Dios “no habita en templos impuros” (Alma 7:21), pero ¿no se siente acaso Su espíritu en templos que están aún en construcción o que están siendo remodelados? Edificar un templo lleva años. La tierra fue formada en seis períodos de creación (véase Moisés 2). La Sión de Enoc llegó a ser una sociedad perfecta “con el transcurso del tiempo” (Moisés 7:21). Moisés y Alma fueron trasladados después de años de santificación (véase Alma 45:19). Parece ser que hasta aquellos que heredarán el reino celestial seguirán tomando parte en el proceso de perfeccionamiento, ya que leemos en D. y C. 76:60 que “vencerán todas las cosas” (énfasis agregado) y no que ya lo habrán hecho. Esta vida es el tiempo para prepararse para presentarse ante Dios (véase Alma 12:24), pero todavía tendremos la eternidad para aprender a ser como Él.
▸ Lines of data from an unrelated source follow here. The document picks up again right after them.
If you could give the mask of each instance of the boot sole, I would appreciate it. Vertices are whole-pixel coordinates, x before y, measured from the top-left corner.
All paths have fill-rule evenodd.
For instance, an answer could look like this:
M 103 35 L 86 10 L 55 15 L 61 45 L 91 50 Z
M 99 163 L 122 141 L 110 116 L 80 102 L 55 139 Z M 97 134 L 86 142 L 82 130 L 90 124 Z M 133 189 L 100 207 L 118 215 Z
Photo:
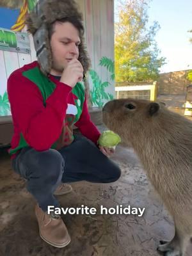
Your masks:
M 68 245 L 70 242 L 70 238 L 69 237 L 68 241 L 67 241 L 67 242 L 65 242 L 63 244 L 54 244 L 51 242 L 50 242 L 49 241 L 46 240 L 42 235 L 41 233 L 39 232 L 39 235 L 40 236 L 40 237 L 46 243 L 47 243 L 47 244 L 52 245 L 52 246 L 56 247 L 56 248 L 63 248 L 63 247 L 65 247 L 67 246 L 67 245 Z
M 54 196 L 61 196 L 62 195 L 65 195 L 65 194 L 68 194 L 68 193 L 72 192 L 73 190 L 73 189 L 71 188 L 71 189 L 70 190 L 67 190 L 67 191 L 65 192 L 61 192 L 61 193 L 53 193 L 53 195 Z
M 37 222 L 38 222 L 38 228 L 39 228 L 39 222 L 38 222 L 38 217 L 37 217 L 37 216 L 36 216 L 36 211 L 35 211 L 35 216 L 36 216 L 36 220 L 37 220 Z M 68 244 L 70 243 L 70 236 L 69 236 L 68 240 L 67 242 L 63 243 L 63 244 L 54 244 L 54 243 L 51 243 L 50 241 L 48 241 L 48 240 L 47 240 L 45 238 L 44 238 L 44 237 L 42 236 L 42 234 L 41 234 L 41 233 L 40 233 L 40 230 L 39 230 L 39 235 L 40 235 L 40 237 L 41 237 L 45 242 L 47 243 L 47 244 L 51 244 L 51 245 L 52 245 L 52 246 L 57 247 L 57 248 L 63 248 L 63 247 L 67 246 L 67 245 L 68 245 Z

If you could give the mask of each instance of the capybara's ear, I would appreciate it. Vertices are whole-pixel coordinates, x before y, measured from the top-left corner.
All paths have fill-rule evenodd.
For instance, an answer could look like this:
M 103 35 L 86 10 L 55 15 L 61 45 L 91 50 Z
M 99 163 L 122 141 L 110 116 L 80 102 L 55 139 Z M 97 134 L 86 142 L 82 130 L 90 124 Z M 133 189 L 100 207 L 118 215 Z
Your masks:
M 149 104 L 149 115 L 152 116 L 159 109 L 159 105 L 156 102 L 152 102 Z

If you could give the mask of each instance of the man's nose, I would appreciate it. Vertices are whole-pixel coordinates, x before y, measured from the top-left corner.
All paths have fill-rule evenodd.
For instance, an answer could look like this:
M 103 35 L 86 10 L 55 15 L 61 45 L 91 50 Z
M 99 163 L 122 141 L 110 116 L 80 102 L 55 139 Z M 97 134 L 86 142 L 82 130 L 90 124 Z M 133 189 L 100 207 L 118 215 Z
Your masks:
M 78 46 L 77 46 L 76 44 L 72 44 L 70 52 L 75 54 L 77 54 L 79 53 Z

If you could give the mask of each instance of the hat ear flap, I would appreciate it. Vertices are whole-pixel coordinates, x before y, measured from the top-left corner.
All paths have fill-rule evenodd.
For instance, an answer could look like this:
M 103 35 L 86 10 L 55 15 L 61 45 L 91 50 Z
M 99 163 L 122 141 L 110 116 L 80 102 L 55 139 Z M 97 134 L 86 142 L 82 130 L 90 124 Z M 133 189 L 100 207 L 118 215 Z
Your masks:
M 41 70 L 47 75 L 51 69 L 52 54 L 49 40 L 48 29 L 45 23 L 37 29 L 33 35 L 36 58 L 40 65 Z
M 84 39 L 83 36 L 80 36 L 80 39 L 81 44 L 79 46 L 79 55 L 78 60 L 81 62 L 83 66 L 83 73 L 86 74 L 91 67 L 91 60 L 86 51 L 86 47 L 85 46 Z

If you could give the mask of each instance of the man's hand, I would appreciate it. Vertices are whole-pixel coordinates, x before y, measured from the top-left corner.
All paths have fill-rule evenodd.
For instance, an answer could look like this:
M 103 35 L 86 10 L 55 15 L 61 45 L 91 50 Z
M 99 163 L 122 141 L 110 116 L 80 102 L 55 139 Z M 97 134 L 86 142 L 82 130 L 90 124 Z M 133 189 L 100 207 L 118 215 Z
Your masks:
M 60 82 L 73 88 L 83 77 L 83 68 L 77 59 L 72 59 L 64 69 Z
M 102 146 L 99 146 L 99 148 L 100 148 L 100 151 L 108 157 L 111 156 L 115 152 L 115 150 L 113 148 L 108 148 L 107 147 Z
EL ARREPENTIMIENTO ES UN MODELO

Los primeros relatos de la experiencia del joven José Smith en la Arboleda Sagrada recalcan que él había procurado y obtenido el perdón de sus pecados (véase Joseph Smith’s First Vision, Backman, 206-208). Pese a ello, durante los siguientes tres años, José sintió remordimiento por “muchas imprudencias”, “las debilidades de la juventud” y “las flaquezas de la naturaleza humana” (José Smith—Historia 1:28). Por consiguiente, José se retiró a su habitación y volcó su corazón a Dios en busca de perdón. Fue en esa ocasión que Moroni lo visitó por primera vez. Parece ser que aun en la vida del profeta, el pedir y obtener perdón no era cosa de sólo una vez. El ver a Dios, a Jesús y a ángeles no hizo a José inmune de “pecados y flaquezas”. A menudo las revelaciones contienen reprimendas y advertencias solemnes, pero cuán reconfortante le debe haber resultado también escuchar la frase: “Tus pecados te son perdonados”. Qué reconfortante es para nosotros ver cuán a menudo él y otros oyeron esa misma tranquilizadora frase con el paso de muchos años (véase D. y C. 29:3; 36:1; 50:36; 60:7; 62:3; 64:3; 84:61).

El presidente Boyd K. Packer definió al arrepentimiento sincero como un modelo en nuestra vida (véase “Brilliant Moment of Forgiveness”, 7). En otra ocasión, testificó que aun “un alma común y corriente que lucha contra la tentación, que cae, se arrepiente, vuelve a caer y se arrepiente otra vez, pero tiene siempre la determinación de guardar sus convenios”, puede aspirar a oír decir un día “bien, buen siervo y fiel” (Let Not Your Heart Be Troubled, 257).

En una conferencia para mujeres en la Universidad Brigham Young, Janet Lee dijo: “Cristo sanó cuerpos, mentes y almas. Pero después de sanar a los leprosos, ¿se vieron ellos librados de penurias? Después de devolver la vista a los ciegos, ¿dejaron ellos de temer? ¿Volvieron alguna vez a tener hambre los cinco mil que Cristo alimentó? ¿Se vieron las aguas que el Señor calmó con Sus manos, encrespadas por futuras tempestades? Claro que sí” (“Pieces of Peace”, 10). Nuestras necesidades —inclusive la necesidad de perdonar— son continuas, y también lo es la Expiación de Cristo en su capacidad de satisfacer esas necesidades.

Quizás la lección más increíble que debemos aprender de los muchos milagros de Cristo es que para Él no fueron milagros, sino acontecimientos normales de Su vida. A medida que el arrepentimiento llega a ser un modelo regular en nuestra vida, llegamos a valorar cada vez más que el ofrecer perdón es un modelo regular en la Suya.

Entonces, la próxima vez que un joven que esté leyendo la oración sacramental cometa un error, recordemos que ése es precisamente el propósito de la Santa Cena. En eso consiste la continua Expiación: concedemos la oportunidad de volver a empezar. ¿Cuántas veces? Setenta veces siete, o el número que sea.